Home > Hacking Invenio > BibAuthority Internals |
There are two cases that need special attention when idexing bibliographic data that contains references to authority records. The first case is relatively simple and requires the enriching of bibliographic data with data from authority records whenever a bibliographic record is being indexed. The second is a bit more complex, for it requires detecting which bibliographic records should be re-indexed, based on referenced authority records having been updated within a given date range.

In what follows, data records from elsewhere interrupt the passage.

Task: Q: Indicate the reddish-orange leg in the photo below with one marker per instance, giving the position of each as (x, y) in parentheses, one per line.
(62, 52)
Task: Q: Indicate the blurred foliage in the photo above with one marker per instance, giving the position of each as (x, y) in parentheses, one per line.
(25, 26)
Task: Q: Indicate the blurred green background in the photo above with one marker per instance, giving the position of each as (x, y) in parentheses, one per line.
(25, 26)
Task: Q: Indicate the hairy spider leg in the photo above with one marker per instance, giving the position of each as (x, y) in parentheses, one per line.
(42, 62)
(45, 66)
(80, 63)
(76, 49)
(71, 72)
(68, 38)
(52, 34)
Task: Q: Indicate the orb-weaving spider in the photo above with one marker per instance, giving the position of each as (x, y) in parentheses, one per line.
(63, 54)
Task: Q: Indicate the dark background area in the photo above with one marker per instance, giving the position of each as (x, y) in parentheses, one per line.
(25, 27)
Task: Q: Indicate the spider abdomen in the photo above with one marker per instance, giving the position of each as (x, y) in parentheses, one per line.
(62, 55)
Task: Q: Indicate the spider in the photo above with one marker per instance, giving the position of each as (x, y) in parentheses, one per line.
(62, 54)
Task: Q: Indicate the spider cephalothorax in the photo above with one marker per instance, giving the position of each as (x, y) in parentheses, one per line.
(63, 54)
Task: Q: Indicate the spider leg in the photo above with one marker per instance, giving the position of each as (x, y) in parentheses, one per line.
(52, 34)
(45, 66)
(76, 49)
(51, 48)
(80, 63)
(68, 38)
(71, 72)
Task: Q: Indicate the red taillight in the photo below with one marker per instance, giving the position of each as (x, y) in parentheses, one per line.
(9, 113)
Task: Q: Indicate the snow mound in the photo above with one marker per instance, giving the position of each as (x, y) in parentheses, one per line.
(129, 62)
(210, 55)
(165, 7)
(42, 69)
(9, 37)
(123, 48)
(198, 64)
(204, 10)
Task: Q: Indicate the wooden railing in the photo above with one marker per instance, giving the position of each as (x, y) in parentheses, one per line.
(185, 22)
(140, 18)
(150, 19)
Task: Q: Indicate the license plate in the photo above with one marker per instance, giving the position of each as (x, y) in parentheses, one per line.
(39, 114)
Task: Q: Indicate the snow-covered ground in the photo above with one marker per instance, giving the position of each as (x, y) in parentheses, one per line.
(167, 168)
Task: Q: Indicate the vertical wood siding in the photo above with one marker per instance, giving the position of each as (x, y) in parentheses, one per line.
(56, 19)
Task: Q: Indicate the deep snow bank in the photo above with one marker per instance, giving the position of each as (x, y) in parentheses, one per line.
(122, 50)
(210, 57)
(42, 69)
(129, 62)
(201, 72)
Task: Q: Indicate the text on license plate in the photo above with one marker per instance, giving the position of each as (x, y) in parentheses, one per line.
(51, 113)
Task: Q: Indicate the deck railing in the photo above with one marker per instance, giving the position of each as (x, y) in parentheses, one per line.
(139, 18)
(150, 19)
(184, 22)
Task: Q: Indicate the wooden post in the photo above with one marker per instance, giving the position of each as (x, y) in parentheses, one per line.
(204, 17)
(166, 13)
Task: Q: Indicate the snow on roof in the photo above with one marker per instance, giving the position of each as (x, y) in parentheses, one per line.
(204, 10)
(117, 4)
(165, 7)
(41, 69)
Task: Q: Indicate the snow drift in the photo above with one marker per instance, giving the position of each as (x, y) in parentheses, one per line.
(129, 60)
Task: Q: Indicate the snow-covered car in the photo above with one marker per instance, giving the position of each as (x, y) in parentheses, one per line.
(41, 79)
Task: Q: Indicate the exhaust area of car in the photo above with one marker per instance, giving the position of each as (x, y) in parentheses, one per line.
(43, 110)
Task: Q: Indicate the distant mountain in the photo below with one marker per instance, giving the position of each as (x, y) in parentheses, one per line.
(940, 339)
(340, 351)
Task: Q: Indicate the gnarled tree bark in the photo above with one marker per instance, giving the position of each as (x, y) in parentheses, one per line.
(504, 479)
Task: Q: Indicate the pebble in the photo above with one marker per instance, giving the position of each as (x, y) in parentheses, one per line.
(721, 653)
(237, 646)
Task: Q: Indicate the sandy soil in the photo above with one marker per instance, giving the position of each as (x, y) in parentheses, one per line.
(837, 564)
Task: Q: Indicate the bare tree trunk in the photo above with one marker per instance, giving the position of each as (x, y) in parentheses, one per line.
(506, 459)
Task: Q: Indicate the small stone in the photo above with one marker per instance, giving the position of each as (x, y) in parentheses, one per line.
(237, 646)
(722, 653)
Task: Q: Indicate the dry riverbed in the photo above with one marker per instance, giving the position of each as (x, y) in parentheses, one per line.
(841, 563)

First of all, we need to say something about how INVENIO let's the admin index the data. INVENIO's indexer (BibIndex) is always run as a task that is executed by INVENIO's scheduler (BibSched). Typically, this is done either by scheduling a bibindex task from the command line (manually), or it is part of a periodic task (BibTask) run directly from BibSched, typically ever 5 minutes. In case it is run manually, the user has the option of specifying certain record IDs to be re-indexed, e.g. by specifying ranges of IDs or collections to be re-indexed. In this case, the selected records are re-indexed whether or not there were any modifications to the data. Alternatively, the user can specify a date range, in which case the indexer will search all the record IDs that have been modified in the selected date range (by default, the date range would specify all IDs modified since the last time the indexer was run) and update the index only for those records. As a third option, the user can specify specific types of indexes. INVENIO lets you search by different criteria (e.g. 'any field', 'title', 'author', 'abstract', 'keyword', 'journal', 'year', 'fulltext', …), and each of these criteria corresponds to a separate index, indexing only the data from the relevant MARC subfields. Normally, the indexer would update all index types for any given record ID, but with this third option, the user can limit the re-indexing to only specific types of indexes if desired.
Note: In reality, INVENIO creates not only 1 but 6 different indexes per index type. 3 are forward indexes (mapping words, pairs or phrases to record IDs), 3 are reverse indexes (mapping record IDs to words, pairs or phrases). The word, pair and phrase indexes are used for optimizing the searching speed depending on whether the user searches for words, sub-phrases or entire phrases. These details are however not relevant for BibAuthority. It simply finds the values to be indexed and passes them on to the indexer which indexes them as if it was data coming directly from the bibliographic record.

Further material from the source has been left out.